Prime Minister of the Counter-Revolutionary Government
- In office 12 July 1919 – 12 August 1919
- Preceded by: Gyula Károlyi
- Succeeded by: Position abolished

Personal details
- Born: 10 July 1875 Ungvár, Ung County, Kingdom of Hungary, Austria-Hungary (today Uzhhorod, Ukraine)
- Died: 25 July 1973 (aged 98) Budapest, Hungary
- Party: Party of Independence and '48 (1906–1924) Hungarian Freedom Party (1946–1947) Independent Hungarian Democratic Party (1947–1949) Hungarian Freedom Party (1956)
- Spouse(s): Piroska Rickl (1902–1908) Anna Matild Rucsinszki (1925–1973)
- Profession: politician, lawyer

= Dezső Pattantyús-Ábrahám =

Hungarian politician

Dezső Pattantyús-Ábrahám de Dancka (10 July 1875 – 25 July 1973) was a conservative Hungarian politician who served as Prime Minister and temporary Minister of Finance of the second counter-revolutionary government in Szeged for one month in 1919. His government commissioned Miklós Horthy to Supreme Commander of the National Army.

==Biography==
He was born to an ancient noble family. The Pattantyús family used the "Ábrahám" name from the 17th century. Michael I Apafi, Prince of Transylvania donated to them the "danckai" title of nobility. His parents were László Ábrahám and Erzsébet Király. His younger brother was the writer Ernő Pattantyús-Ábrahám.

He was a member of the Diet of Hungary between 1906 and 1918 as representative of Karcag. He was appointed state secretary of the Ministry of Justice in the cabinet of Mihály Károlyi. He negotiated about the national minorities' emancipation with the Romanian national leaders in Arad as a member of the committee which was led by Oszkár Jászi.

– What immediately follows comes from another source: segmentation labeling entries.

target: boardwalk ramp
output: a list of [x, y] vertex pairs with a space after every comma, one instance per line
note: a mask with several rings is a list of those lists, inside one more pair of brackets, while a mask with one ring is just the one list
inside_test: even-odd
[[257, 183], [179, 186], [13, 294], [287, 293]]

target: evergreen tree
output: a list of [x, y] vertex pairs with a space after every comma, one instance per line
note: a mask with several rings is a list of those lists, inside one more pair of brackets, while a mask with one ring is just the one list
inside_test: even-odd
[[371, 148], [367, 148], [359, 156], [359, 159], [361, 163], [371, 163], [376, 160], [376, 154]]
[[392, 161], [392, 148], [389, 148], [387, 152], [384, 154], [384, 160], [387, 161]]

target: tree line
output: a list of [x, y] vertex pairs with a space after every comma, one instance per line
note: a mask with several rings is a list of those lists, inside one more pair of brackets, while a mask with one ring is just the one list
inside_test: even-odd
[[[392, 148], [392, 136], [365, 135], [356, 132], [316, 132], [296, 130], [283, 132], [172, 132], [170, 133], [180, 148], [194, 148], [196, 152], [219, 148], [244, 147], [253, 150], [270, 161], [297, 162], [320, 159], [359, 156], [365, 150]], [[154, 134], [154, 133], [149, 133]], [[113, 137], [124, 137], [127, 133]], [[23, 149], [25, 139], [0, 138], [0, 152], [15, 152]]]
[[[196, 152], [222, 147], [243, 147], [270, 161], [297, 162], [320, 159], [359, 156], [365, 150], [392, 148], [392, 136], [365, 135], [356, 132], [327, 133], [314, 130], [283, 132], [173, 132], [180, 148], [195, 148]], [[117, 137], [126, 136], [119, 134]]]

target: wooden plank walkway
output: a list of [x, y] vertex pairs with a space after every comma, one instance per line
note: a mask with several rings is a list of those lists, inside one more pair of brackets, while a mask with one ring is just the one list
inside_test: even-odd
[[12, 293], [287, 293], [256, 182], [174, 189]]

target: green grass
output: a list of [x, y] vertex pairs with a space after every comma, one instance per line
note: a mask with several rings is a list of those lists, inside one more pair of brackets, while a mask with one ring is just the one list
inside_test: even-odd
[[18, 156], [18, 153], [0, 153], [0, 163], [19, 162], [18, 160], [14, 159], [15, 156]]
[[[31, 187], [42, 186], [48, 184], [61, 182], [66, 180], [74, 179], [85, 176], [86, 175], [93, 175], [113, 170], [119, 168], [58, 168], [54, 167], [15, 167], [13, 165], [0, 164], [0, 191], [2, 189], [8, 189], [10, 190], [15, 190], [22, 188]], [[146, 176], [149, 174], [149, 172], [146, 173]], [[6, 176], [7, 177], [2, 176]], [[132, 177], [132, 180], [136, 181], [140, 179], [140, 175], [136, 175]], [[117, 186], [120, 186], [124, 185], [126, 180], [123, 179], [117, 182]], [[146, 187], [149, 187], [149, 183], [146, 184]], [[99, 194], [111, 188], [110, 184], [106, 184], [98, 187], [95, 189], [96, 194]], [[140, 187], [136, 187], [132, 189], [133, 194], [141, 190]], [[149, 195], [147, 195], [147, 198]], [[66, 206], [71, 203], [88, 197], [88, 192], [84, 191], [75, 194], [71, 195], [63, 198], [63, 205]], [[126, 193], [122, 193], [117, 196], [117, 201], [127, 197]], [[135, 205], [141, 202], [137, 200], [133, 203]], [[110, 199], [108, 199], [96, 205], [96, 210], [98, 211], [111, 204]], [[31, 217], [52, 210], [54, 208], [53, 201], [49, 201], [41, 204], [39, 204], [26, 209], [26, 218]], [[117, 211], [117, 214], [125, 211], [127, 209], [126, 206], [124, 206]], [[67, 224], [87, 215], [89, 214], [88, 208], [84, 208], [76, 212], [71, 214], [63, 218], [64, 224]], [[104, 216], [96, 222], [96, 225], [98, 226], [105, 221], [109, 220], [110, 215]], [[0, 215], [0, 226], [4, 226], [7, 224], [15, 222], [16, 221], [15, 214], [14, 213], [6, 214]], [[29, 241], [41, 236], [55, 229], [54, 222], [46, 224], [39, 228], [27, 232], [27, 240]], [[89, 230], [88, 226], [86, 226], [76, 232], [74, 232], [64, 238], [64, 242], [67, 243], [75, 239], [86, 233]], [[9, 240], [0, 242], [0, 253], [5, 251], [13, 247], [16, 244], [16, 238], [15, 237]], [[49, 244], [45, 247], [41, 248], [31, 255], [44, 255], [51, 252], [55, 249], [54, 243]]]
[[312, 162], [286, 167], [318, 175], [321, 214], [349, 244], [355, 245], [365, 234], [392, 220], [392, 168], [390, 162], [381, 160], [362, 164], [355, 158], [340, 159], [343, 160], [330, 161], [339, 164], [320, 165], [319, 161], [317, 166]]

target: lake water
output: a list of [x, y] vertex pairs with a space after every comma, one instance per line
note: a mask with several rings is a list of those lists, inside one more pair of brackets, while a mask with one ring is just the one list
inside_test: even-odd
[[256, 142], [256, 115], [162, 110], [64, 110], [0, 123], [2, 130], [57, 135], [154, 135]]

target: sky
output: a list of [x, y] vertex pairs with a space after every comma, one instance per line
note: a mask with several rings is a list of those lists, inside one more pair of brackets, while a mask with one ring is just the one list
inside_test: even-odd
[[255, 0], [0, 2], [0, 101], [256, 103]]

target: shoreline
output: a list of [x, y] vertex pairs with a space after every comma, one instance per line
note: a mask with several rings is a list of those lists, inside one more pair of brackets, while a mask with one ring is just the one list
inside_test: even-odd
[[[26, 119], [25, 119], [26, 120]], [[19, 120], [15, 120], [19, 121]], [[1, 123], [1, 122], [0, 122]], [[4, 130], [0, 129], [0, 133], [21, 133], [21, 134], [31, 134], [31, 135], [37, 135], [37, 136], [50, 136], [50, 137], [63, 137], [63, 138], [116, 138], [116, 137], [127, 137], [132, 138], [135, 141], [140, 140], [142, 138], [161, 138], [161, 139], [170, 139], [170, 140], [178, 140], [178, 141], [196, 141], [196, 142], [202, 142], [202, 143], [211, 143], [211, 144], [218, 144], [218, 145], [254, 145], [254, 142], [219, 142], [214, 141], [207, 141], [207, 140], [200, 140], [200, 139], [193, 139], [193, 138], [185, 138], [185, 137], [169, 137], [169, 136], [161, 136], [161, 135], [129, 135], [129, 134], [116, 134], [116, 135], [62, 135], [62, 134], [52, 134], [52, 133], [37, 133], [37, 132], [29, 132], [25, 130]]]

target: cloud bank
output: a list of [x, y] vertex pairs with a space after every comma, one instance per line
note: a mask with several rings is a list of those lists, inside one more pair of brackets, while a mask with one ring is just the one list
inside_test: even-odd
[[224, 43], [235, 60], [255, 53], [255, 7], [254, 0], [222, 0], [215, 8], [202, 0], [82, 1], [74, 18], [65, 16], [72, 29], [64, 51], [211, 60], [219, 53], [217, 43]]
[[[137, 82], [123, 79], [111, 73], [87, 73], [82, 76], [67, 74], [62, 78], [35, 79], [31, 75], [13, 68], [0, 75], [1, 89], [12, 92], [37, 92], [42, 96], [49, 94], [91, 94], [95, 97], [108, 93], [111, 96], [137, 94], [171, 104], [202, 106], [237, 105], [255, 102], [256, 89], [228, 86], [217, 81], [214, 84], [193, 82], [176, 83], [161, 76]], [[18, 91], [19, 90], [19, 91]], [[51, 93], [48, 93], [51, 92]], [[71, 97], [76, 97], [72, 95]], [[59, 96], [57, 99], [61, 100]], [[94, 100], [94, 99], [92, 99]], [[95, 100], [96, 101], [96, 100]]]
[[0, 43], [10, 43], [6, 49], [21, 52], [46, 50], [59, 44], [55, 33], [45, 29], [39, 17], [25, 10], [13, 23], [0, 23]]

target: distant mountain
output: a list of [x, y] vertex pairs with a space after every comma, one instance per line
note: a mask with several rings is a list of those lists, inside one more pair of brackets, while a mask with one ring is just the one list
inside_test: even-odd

During the Hungarian Soviet Republic he moved to Szeged. He was the Prime Minister of the third counter-revolutionary government. His government commissioned Miklós Horthy to Supreme Commander of the National Army. During the Károly Huszár cabinet he served as state secretary of the Ministry of the Interior. After that he temporarily retired from politics. Pattantyús-Ábrahám worked as a lawyer between 1920 and 1944. He entered the elections repeatedly unsuccessfully in these times. In November 1944 the Arrow Cross Party members interned to Sopronkőhida then Germany. He returned home in 1945.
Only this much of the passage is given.